L'âge de pierre des animaux

par Christine Sourd WWF-France
Chargée de mission "Conservation"


L'homme est expert dans l'utilisation et la fabrication d'outils. Il n'en a pas toujours été de même: l'âge de pierre débuta il y a deux millions d'années seulement. Certains animaux ne sont pas loin de nos tous premiers pas.

Les observations effectuées sur quelques espèces animales montrent que l'utilisation et la fabrication d'outils ne sont pas propres à l'homme. Cette aptitude, quand elle existe, se développe au contact des parents ou des autres congénères, se transmet d'une génération à l'autre, pour finalement devenir une caractéristique partagée par une plus grande population d'individus.

Marteaux, enclumes et piques pour manger

Certains pinsons-pics des Galapagos prennent dans leurs becs de longues épines de cactus, des tiges de feuilles ou de fines brindilles pour extraire les larves d'insectes des bois morts. Les grives écrasent sur une pierre les fines coquilles des escargots de jardin pour en extraire les corps mous. Quant au percnoptère d'Égypte (un vautour de petite taille), il projette avec persévérance des cailloux sur les oeufs d'autruche jusqu'à en casser la coquille. En matière d'ustensiles pour préparer les repas, les mammifères ne sont pas en reste. La loutre de mer, gourmande d'oursins, de coquillages et de crabes, a une technique bien à elle pour les décortiquer. Elle fait la planche sur le dos, pose un gros galet sur sa poitrine en guise d'enclume et, agrippant l'animal capturé avec ses pattes avant, le frappe vigoureusement pour le briser. Les singes capucins que l'on trouve en Amérique centrale et du sud se servent également de pierres pour briser les noix résistantes.

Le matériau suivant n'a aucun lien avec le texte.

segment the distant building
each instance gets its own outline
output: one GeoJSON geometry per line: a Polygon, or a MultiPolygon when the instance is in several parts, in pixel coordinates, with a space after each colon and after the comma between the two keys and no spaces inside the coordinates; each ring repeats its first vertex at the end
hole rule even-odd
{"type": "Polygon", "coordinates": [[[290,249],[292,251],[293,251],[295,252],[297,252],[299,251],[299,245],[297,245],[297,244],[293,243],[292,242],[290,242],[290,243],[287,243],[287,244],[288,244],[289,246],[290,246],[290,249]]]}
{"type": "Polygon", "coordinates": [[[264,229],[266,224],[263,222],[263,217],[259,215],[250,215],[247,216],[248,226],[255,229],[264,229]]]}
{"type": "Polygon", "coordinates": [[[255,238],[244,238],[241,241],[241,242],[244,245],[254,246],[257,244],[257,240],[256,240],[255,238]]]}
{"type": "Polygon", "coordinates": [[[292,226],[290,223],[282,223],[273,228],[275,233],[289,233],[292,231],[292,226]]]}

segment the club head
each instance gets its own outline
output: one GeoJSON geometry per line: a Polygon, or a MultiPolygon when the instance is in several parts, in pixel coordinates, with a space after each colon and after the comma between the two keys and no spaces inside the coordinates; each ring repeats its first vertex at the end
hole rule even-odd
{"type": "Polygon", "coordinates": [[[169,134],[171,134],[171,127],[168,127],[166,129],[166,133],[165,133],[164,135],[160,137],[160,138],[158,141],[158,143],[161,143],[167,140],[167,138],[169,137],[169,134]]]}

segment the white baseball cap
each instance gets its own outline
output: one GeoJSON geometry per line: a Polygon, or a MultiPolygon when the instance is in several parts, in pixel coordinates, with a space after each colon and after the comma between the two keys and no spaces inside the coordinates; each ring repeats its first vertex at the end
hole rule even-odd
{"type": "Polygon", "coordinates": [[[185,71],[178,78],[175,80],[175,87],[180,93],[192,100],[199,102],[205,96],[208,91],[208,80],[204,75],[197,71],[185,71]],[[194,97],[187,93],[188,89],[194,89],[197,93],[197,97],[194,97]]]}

Le plus ingénieux: le chimpanzé

Si les orangs-outans se servent de grands bâtons comme cannes pour traverser une rivière peu profonde en position debout, ce sont les chimpanzés qui utilisent le plus large éventail d'outils. Ils sont capables de jeter des branches, telles des lances, contre un prédateur, d'utiliser des paquets de feuilles pour essuyer leur pelage souillé, d'écraser des noix entre deux morceaux de bois ou entre une pierre et un morceau de bois. Mais en plus d'user d'objets directement disponibles dans la nature, il leur arrive d'en fabriquer spécialement et de les réutiliser ou de leur trouver des usages vraiment étonnants. Un chimpanzé peut casser une branche d'arbre et l'écorcer, ou détacher la nervure principale d'une feuille, afin de s'en servir pour extraire les termites ou fourmis de leur nid. Avec un paquet de feuilles il peut également fabriquer une éponge végétale, avec laquelle il pompera l'eau dans un trou trop profond pour la boire directement à la bouche. Plier les arbustes puis les lâcher brusquement pour faire un bruit qui alertera les congénères de la présence d'un danger, utiliser des feuilles comme pansement sur des plaies ou comme couche isolante, telles sont encore quelques unes de ses inventions. Ces pratiques se diffusent lentement dans les groupes comme une véritable transmission culturelle, souvent à partir d'un seul animal qui en a fait l'invention. Mais qu'est-ce-qui en limite l'extension? L'absence de langage sans doute...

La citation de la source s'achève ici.